Previous to writing this novel, I would have said I was the kind of novelist that more or less has a plan when the novel starts, but now I know I am not any one kind of novelist and every book I write will have a different process (just as every child one has is different I suppose, despite the same basic recipe). This first draft has been very much the 'exploratory draft' as described by the wonderful Laini Taylor in Not For Robots.

So I wish everyone a great Christmas break, but I will not be joining you, apart from maybe a couple of days to stuff myself with delicious food and drink. Already I seem to be the only one haunting the English department halls, and I quite like it. Watch this space.

Tuesday, December 16, 2008

Brown paper packages tied up with string.


I think the thing I love most about Christmas is wrapping presents for my extensive family.

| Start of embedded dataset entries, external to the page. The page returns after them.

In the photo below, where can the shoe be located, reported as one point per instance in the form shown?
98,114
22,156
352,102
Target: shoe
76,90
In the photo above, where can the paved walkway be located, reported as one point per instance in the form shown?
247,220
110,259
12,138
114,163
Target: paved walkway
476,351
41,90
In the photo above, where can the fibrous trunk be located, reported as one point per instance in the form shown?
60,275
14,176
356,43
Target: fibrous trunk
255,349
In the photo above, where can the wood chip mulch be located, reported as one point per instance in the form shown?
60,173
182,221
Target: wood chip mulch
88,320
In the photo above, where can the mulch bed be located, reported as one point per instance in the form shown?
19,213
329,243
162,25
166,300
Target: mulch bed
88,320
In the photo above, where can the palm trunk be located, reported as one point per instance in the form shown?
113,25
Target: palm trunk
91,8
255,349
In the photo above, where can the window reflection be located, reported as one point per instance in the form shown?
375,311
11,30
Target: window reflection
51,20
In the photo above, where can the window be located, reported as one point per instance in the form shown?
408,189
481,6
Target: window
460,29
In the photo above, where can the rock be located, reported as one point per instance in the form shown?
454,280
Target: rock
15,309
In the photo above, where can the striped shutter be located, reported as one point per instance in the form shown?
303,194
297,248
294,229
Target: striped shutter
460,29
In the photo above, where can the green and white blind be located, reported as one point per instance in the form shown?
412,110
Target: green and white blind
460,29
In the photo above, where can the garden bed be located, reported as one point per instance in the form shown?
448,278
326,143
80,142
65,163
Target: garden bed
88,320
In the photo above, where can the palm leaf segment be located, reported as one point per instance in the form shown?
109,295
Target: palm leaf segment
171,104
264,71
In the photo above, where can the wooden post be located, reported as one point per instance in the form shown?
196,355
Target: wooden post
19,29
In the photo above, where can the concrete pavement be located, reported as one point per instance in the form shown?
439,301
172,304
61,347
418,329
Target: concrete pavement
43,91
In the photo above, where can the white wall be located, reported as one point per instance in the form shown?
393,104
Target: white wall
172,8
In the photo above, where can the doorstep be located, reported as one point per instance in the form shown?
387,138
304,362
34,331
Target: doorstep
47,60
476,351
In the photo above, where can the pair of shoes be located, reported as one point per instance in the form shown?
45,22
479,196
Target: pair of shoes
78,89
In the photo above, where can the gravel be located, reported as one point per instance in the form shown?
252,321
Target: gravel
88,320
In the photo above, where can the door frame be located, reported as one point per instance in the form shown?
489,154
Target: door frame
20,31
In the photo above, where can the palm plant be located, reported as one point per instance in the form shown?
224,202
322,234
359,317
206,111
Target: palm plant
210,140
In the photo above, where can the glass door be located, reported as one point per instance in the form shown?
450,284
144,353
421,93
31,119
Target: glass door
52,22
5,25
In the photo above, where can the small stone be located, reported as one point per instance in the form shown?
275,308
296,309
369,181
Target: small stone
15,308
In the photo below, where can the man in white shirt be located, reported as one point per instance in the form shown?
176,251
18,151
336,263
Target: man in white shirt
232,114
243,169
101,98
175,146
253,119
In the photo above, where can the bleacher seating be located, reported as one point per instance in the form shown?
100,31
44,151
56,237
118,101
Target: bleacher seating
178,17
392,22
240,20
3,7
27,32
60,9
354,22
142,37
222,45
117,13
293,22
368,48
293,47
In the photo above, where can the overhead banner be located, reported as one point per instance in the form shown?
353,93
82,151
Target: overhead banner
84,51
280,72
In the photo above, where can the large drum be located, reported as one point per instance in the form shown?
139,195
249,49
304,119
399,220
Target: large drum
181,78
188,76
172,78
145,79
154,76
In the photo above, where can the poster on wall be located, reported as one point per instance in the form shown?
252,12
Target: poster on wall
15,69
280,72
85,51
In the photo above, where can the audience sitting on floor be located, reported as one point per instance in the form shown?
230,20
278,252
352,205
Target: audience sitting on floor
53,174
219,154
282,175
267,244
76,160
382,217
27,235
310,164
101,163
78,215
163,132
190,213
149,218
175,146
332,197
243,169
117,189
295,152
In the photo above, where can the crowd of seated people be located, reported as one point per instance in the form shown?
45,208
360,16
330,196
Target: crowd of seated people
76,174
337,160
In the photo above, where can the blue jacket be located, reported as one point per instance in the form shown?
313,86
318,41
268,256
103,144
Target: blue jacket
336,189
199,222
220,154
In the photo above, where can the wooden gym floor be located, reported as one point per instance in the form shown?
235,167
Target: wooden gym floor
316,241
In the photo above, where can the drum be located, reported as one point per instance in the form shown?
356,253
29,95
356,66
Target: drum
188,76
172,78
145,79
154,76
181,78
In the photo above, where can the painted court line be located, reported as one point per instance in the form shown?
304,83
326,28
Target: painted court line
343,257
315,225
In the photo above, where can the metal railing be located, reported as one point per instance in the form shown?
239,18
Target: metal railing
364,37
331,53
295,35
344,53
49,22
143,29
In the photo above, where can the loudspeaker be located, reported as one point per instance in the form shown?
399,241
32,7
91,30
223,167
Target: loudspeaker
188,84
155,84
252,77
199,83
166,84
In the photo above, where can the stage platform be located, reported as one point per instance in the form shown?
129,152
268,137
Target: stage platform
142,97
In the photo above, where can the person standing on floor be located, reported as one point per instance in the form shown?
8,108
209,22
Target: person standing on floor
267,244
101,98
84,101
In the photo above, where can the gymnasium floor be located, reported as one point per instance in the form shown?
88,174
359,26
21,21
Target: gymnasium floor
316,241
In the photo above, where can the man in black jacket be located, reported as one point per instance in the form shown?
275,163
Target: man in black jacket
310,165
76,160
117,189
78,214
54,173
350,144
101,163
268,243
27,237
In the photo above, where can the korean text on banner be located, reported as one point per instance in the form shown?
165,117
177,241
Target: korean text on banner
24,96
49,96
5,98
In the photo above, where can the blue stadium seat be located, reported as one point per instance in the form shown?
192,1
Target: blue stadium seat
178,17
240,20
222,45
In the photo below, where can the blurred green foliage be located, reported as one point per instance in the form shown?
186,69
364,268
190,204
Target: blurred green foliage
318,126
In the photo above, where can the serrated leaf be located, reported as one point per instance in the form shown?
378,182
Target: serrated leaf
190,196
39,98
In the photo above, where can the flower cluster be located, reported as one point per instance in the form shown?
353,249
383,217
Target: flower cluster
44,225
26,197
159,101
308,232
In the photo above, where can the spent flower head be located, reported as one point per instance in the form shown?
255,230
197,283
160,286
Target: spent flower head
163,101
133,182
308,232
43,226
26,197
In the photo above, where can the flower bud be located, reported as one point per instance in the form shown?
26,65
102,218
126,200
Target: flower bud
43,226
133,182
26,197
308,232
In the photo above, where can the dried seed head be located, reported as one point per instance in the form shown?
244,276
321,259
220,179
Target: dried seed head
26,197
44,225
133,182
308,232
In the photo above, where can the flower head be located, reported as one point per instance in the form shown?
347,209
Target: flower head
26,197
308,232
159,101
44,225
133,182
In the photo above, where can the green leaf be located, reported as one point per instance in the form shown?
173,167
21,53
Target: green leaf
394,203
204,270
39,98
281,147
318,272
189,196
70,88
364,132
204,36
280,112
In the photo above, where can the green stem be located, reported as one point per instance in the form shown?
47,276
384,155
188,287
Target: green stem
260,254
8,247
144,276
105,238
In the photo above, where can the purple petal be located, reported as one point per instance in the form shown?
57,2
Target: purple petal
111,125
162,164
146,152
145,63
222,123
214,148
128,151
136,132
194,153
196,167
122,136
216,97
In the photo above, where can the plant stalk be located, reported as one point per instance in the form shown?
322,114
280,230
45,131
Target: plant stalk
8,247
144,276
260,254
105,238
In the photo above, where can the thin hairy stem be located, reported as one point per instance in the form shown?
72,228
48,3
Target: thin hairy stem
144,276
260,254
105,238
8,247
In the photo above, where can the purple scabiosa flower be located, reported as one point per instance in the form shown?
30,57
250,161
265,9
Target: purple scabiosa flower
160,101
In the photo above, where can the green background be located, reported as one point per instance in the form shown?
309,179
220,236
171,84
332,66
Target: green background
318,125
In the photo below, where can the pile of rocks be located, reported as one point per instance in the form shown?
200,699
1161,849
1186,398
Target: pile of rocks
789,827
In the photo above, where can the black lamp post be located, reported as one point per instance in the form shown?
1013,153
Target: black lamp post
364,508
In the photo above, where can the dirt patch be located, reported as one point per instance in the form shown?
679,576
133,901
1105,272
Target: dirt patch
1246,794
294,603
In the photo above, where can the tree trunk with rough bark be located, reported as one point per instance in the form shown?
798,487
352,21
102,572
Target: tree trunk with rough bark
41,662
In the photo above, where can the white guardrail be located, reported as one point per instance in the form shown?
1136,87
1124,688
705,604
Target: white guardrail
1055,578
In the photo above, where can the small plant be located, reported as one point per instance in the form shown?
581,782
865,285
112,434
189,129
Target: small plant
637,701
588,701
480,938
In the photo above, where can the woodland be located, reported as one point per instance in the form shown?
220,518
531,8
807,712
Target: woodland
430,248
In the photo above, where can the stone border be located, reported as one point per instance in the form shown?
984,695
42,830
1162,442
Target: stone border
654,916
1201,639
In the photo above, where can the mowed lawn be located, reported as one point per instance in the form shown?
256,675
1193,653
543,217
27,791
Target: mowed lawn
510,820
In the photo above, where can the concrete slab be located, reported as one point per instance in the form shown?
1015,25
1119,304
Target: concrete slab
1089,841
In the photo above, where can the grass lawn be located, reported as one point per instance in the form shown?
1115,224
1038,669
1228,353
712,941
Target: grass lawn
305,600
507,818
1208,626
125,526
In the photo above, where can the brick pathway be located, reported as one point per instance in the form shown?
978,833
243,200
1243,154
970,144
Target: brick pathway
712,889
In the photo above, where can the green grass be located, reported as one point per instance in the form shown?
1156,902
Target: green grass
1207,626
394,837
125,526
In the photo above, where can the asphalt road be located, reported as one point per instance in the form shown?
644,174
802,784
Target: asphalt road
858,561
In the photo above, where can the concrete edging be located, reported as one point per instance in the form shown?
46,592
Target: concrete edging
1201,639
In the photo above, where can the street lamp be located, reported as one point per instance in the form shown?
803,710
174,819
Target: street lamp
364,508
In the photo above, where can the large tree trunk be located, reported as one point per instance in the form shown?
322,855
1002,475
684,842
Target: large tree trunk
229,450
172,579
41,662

Here's a pile going off today to one branch who are off overseas for the holidays...

Saturday, December 13, 2008

Sunday Salon: Everyone else is doing it.

I didn't read as many books as I would have liked in this year, and I have a pile of gems sitting on my bedside table that I know I will love (or at least like a lot), but here are the best of the ones I did read in 2008.






Thursday, December 11, 2008

Some weekend reading.

It's been a while since I visited Craig Cliff's Quest for a Million Words. I looked in every now and again in November when he was conducting an experiment to see if he could write a 100-word story every day. Now that November is over, he's collected them all in one post and done a post-mortem on the experience. I love the way Craig sets himself tasks and challenges (such as the quest to write a million words in one year - not long left!), which effectively immerses him so fully in the world of the written word that the work he comes up with is always surprising and interesting. I like his style and envy his commitment and freshness. And the good news is that Random House will be publishing a collection of his short fiction in 2010.

I recommend my readers take a look at those 30 100-word short stories and also check out his alternative top 10 books of 2008 post, which illustrates what I love about blogging - good thoughtful reviews in a conversational and analytical tone that don't need to conform to a magazine or newspaper's guidelines and come from an extremely personal point of view.

*Please note that I have described Craig's posts without actually cutting and pasting his posts into my own blog, something I find rather irritating in others.

Monday, December 08, 2008

The Sound of Butterflies, the movie.

Alas, I am not making an announcement that Hollywood has come a-knocking (although surely it's only a matter of time?*). Instead I am drawing your attention to this little piece I wrote for My Book, The Movie, which is a website where authors talk about who they would like to see making the film of their book and who they would like to see cast in the starring roles. I had fun writing it, and it's great to read other authors' daydreams on the subject.

Now, any fellow-novelists out there like to share their dream cast? And perhaps readers would like to share their views on my picks? It's always interesting to see how different people imagine your characters.